Create a pivot table with Product in the Rows area, Region in the Columns area, and Revenue in the Values area. This will add columns for both East and West to the report. Before starting to add a calculated item, you should choose either the East or West cell in the pivot table column headings. The selected cell tells Excel that your new calculated item belongs to the Region dimension. Had you chosen a field that contains a product name, you would be inserting a new calculated item along the product dimension.
From the PivotTable Analyze tab, open the drop-down menu for Fields, Items, & Sets. Choose Calculated Item.
In the Insert Calculated Item dialog, give the new item a name. Since the column is relatively narrow, I went with “E-W” as the field name instead of “East minus West.”
The Formula box always starts out with a formula of = 0. You need to click in the box and backspace to remove the zero. In the Fields list box, Region is already selected. This brings up East and West in the Items list box. Double-click East to insert it into the formula. Type a minus sign. Double-click West to insert it into the formula. Your formula should now be =East – West. Click OK to add the item to the pivot table (see Figure 1).
Look closely at the Grand Total column in Figure 1. This is always a problem with calculated items. For an unknown reason, the Grand Total column treats the new calculated item as if it should be added to the other items along the dimension. While 105,787 and 57,220 should total to 163,007, the Grand Total shown in cell J5 includes the extra 48,567 from cell I5. The solution? Right-click on the Grand Total heading and choose Remove Grand Total.
The calculated item approach is easy and flexible. If you need to show East to West as a ratio, you could use the same steps to build =East/West or even =(East-West)/East.

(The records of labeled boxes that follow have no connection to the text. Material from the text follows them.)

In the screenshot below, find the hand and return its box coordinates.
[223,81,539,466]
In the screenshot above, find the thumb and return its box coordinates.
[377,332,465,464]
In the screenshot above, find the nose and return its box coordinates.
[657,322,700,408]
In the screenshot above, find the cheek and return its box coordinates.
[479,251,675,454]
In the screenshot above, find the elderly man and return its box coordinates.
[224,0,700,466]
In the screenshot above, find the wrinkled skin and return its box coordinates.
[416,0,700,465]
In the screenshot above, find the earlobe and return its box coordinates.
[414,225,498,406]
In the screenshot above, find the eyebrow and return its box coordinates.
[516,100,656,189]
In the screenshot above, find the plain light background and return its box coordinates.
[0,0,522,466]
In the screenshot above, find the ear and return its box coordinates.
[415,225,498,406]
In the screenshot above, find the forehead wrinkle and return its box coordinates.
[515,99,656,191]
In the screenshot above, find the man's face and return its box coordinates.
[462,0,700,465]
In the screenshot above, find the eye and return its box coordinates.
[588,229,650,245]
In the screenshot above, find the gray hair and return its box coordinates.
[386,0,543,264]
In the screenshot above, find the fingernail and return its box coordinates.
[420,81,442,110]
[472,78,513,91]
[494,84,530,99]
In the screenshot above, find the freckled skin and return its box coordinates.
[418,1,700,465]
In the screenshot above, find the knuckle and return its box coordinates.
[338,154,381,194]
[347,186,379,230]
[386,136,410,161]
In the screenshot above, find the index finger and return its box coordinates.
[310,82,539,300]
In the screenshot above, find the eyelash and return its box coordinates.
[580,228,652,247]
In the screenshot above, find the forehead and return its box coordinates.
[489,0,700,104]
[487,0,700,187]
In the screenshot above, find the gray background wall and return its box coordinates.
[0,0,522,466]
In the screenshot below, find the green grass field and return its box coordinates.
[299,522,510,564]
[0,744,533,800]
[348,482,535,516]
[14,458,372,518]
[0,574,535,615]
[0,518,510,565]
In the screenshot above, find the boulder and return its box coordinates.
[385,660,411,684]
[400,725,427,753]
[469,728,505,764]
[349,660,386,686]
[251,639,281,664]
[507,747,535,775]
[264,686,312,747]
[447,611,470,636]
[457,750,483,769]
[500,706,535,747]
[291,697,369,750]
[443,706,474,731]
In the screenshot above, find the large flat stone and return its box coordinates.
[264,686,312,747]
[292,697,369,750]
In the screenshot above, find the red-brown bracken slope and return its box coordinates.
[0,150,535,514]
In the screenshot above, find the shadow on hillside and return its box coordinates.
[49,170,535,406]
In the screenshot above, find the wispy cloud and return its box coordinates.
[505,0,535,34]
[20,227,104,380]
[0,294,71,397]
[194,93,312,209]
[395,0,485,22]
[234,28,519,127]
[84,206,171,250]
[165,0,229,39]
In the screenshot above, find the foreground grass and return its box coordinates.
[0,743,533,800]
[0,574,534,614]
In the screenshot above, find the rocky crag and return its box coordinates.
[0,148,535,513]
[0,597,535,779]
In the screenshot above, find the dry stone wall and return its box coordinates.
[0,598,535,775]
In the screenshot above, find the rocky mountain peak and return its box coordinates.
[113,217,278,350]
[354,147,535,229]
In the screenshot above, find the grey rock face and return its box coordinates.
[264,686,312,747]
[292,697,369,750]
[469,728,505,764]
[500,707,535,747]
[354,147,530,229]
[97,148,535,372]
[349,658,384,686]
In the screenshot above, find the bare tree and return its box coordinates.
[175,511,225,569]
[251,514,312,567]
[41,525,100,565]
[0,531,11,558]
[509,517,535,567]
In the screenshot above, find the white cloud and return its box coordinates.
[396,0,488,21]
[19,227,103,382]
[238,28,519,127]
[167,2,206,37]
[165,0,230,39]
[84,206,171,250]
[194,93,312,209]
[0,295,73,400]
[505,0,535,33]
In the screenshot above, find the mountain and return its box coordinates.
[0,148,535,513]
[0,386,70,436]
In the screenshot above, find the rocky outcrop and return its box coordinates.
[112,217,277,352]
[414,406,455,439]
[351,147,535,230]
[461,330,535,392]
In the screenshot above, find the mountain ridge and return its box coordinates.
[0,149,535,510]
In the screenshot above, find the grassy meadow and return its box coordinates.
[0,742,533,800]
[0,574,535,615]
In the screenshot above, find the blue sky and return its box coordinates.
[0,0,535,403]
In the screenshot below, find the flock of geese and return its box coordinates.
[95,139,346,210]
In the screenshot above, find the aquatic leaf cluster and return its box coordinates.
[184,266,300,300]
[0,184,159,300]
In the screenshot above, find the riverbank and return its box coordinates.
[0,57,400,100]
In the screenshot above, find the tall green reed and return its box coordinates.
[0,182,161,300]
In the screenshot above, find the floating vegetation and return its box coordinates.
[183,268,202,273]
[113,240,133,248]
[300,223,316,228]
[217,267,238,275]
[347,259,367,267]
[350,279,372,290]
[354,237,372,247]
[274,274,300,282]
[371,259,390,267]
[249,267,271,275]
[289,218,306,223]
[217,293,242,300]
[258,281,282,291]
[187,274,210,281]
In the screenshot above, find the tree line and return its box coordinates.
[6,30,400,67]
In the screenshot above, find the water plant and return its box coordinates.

MULTIPLE VALUE FIELDS AND SHOW VALUES AS
A different approach is to use the Value Field Settings to change the calculation in the pivot table. In this case, create a pivot table and drag the Revenue column to the Values area three times. When you have multiple fields in the Values area of a pivot table, a virtual field tile called ∑ Values appears in the PivotTable Fields pane. The tile initially appears below Region, so you need to drag the tile to appear above Region.
The three fields in the Values pane will initially be called Sum of Revenue, Sum of Revenue2, and Sum of Revenue3. Select each of those headings and click on Value Field Settings in the PivotTable Analyze tab of the ribbon.
For Sum of Revenue, simply rename the field to “Total.”
For the Sum of Revenue2, use a name of E-W. In the Value Field Settings dialog, click on the Show Values As tab. In the first drop-down below Show Values As, choose Difference From. In the Base Field list box, choose Region. For the Base Item, choose West. This will show a calculation of East minus West, as shown in Figure 2.
For the Sum of Revenue3 field, use a name of E/W. Apply the same settings as with E-W, but choose % Difference From.
The drawback to this approach is that while the Total column is correct, extra columns will appear in the pivot table. Notice in Figure 2 that columns J, L, N, and O have been hidden.
While both methods discussed here allow you to keep your calculations inside the pivot table, both have minor drawbacks and require removing or hiding some fields that don’t make sense in the final pivot table.